The key opportunity then came about because I have cultivated other skills, because the company, by fiat, quit using "ancient" languages such as FORTRAN at that time. Of course, I wasn't wedded to FORTRAN; programming itself is the skill, and it is easy to pick up specific language skills. So I have since programmed in Pascal, C, Basic and Perl, but I am not as fast in them as in FORTRAN. I took advantage of my classical education and a mind full of thousands of books, and became an Info Scientist, which I am now. I can knock out a program when I need one, but it isn't my core job any more.
I am, of course, not a success at the level of the people like Bill Gates (who began programming about the time I did, but got his 10,000 hours in several years earlier). But I've lived well enough, and continue to enjoy my work. Why retire (I could) when there's fun work to do? I am not quite being paid to read, and I'd probably find that a bit wearing. I find the best days include an hour or three of steady reading, no more. My work is more curatorial.
One chapter of Gladwell's book contrasts the rice-growing culture of Asia with the ranching culture of the West. To successfully grow rice in China, you have to work a 100 hour week. Ask a corn farmer what kind of work week he has: 60-80 is common. Rancher friends of mine work less than I do. Apply such cultural expectations to schoolwork. In Asian schools, the kids typically are in school 10-11 months per year, and have longer days. Compared to rice paddy work, they feel they are well off. Is it any surprise that when such youngsters attend a college in North America or Europe, they do very well?

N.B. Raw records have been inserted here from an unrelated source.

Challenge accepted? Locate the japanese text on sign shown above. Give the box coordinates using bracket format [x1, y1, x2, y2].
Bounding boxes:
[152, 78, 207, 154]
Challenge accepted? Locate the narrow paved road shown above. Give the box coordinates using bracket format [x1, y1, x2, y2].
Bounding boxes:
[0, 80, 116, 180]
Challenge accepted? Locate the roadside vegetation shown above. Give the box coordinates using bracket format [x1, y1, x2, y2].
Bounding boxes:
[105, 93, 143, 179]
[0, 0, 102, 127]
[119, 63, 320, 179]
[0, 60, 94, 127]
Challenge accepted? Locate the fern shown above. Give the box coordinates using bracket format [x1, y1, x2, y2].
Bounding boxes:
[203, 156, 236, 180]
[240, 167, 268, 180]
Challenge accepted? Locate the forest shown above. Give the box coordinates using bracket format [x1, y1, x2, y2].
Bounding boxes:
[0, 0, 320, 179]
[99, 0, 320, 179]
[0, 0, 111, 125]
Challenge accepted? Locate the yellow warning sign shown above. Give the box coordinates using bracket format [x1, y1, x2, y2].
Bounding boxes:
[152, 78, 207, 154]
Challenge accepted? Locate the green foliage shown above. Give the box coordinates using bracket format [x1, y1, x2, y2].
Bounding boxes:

My Japanese wife tells of abacus contests. Learning the abacus from an early age makes basic arithmetic easier. Get used to an abacus and it shows you the problem; soon your fingers work out the result almost without your thinking about it. After fifth grade, the abacus contests at my wife's schools were done without an abacus. Kids could visualize an abacus in their mind and work the virtual beads much faster than their fingers could fly over a real abacus. Lightning calculators are much more common in Asia than anywhere else as a result. Somebody with 10,000 hours on an abacus can outdo anybody on a 10-key adding machine by a large factor. Plus this instills in them the basic concept of mathematics: Operators. Once you realize that the + or the x represents an operator, a machine that takes two or more numbers and operates on them to produce another number, then the D operator of differential calculus is easy to figure out; it makes slopes into numbers. And the rest of math is equally transparent. It is all operators.
The standard joke about "How do I get to Carnegie Hall?" Practice, practice, practice – well, that is step one. As the author shows, opportunities arise all the time, but our ability to grasp them depends on timing and readiness. Very few kids had the chance to use a mainframe computer at age 19 like I did. Even fewer were using time-shared terminals at that very same time, as Bill Gates did. Sure, he had a certain business sense also, but it was his computer expertise that "let him into the room" to make a business deal with IBM, that got Microsoft off the ground.
This review is already long, so I'll end. Pardon my raving. I rarely find a nonfiction book that is a page-turner on a par with the best fiction. This book is an exception. I find in the author's bio that he used to write for the Washington Post. He's got his 10,000 hours in as a writer; must have something to do with it.